A DuckDB-powered stateless log search engine proof-of-concept.
Ducker demonstrates how to build a scalable log search system using DuckDB as an embedded query engine with cold storage in Parquet format. It features bloom filter pruning, basic text search, and an LRU caching layer for efficient query execution.

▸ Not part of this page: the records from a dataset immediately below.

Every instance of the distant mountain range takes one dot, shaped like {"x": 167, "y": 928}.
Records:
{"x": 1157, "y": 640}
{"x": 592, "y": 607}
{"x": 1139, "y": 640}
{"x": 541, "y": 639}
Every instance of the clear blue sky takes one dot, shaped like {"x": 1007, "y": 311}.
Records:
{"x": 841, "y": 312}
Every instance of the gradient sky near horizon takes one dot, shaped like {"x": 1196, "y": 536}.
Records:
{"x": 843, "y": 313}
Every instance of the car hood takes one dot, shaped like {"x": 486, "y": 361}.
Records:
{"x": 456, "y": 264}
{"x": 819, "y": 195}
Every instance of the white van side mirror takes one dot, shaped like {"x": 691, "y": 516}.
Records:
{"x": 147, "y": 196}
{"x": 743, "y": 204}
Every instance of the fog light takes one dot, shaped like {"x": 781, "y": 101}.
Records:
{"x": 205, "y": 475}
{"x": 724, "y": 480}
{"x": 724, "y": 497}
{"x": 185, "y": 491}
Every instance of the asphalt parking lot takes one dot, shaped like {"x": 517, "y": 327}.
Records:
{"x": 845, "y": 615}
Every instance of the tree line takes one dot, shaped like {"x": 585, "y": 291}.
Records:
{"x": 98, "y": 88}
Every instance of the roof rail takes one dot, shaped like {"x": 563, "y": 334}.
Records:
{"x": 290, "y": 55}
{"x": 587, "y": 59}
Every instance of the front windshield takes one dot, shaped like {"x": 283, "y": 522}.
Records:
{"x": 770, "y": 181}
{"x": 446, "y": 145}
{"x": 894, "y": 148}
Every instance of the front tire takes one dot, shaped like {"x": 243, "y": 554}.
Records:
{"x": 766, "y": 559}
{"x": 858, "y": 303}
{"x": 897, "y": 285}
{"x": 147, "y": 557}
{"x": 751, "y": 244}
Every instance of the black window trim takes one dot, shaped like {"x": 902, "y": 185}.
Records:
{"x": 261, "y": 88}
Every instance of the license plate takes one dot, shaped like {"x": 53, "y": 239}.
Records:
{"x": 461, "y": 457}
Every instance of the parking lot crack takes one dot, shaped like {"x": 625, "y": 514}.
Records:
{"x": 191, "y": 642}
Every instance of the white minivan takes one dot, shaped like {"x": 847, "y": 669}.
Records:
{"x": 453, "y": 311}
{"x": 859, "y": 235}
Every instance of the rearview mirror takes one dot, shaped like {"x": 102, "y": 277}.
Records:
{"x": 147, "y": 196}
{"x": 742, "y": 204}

┌─────────────────────────────────────────────────────────────────────────────┐
│ Query Flow │
├─────────────────────────────────────────────────────────────────────────────┤
│ │
│ ┌──────────┐ ┌──────────────┐ ┌─────────────┐ ┌──────────────┐ │
│ │ Client │───▶│ Query Planner│───▶│ DuckDB Cache│───▶│ Query Engine │ │
│ └──────────┘ └──────────────┘ └─────────────┘ └──────────────┘ │
│ │ │ │ │
│ ▼ ▼ ▼ │
│ ┌──────────────┐ ┌─────────────┐ ┌──────────────┐ │
│ │ Bloom Filters│ │Cold Storage │ │ Search │ │
│ │ (pruning) │ │ (Parquet) │ │ (ILIKE) │ │
│ └──────────────┘ └─────────────┘ └──────────────┘ │
│ │
└─────────────────────────────────────────────────────────────────────────────┘
- Multi-tenant - Isolated data storage per tenant
- Time-range filtering - Efficiently skips segments outside query window
- Bloom filter pruning - Eliminates files that definitely don't contain matches
- Basic text search - Case-insensitive substring search on message column
- Wildcard patterns -
*and?glob-style matching on any column - Range filters - Support for
gt,gte,lt,lteoperators - IN filters - Match any value from a list
- LRU cache eviction - Automatic eviction when cache exceeds threshold
- Stateless design - Cold storage as source of truth, cache is ephemeral
This project includes two implementations:
| Implementation | Directory | Description |
|---|---|---|
| Go | go/ |
Production-ready implementation with HTTP server and CLI |
| Node.js | node/ |
Reference implementation with data generation scripts |
See the README in each directory for language-specific instructions.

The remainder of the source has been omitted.